I suppose it is possible that Oprah’s world is so insulated by sycophants that she is unaccustomed to being challenged or listening to common sense.  That’s the only explanation I can come up with for her agreeing to debate convicted felon and online Christian radical, Bill Keller, (March 17, 2008) on the definition of a Christian.  There’s a YouTube clip of Oprah explaining and embarrassing herself.  Perhaps she thought she could talk her way around the label of the “The Most Dangerous Woman on the Planet” assigned by the Internet evangelical equivalent of Glenn Beck.  Theology is not an area where Oprah needs to comment or debate since she clearly can’t discern between crackpots and seekers.
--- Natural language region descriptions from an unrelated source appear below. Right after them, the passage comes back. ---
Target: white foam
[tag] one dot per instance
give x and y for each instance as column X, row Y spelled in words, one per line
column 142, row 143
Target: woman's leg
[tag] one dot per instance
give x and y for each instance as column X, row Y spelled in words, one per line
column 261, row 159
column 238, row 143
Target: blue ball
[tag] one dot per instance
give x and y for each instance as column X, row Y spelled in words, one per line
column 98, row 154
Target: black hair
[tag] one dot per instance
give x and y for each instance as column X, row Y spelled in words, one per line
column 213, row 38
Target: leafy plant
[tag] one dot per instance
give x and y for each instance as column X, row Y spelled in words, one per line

On a day-to-day basis, there is harm done by simplistic theology.  We know bad things happen to good people, and under those circumstances it is common to hear that old chestnut, “When God closes a door He opens a window.”  I have never found this comforting.  Envisioning a puppet-master God makes free will and individual choice irrelevant.  That kind of thinking perpetuates a sense of fatalism and hopelessness.  Joseph Campbell told us (in the series with Bill Moyers for PBS “The Power of Myth”) that we imagine the God we are capable of understanding.  Some people need to imagine a small demanding god with an arbitrary temperament.  That is their business, until they try and impose this view on the rest of us.

It would be better if Oprah would stop spreading her brand of trite theology and the rest of us understand that it is unwise to look for simple answers to difficult questions.  A little struggle goes with searching and sorting through it all is more important than the answers.  The journey is more important than the destination, and when it comes to religion and spirituality, the journey is the destination.

As for me, I’m thinking maybe my search would be easier if I would eat some peyote, make my pinched nerve feel better and talk to God all in the same trip.  I hope Oprah doesn’t do a show on that.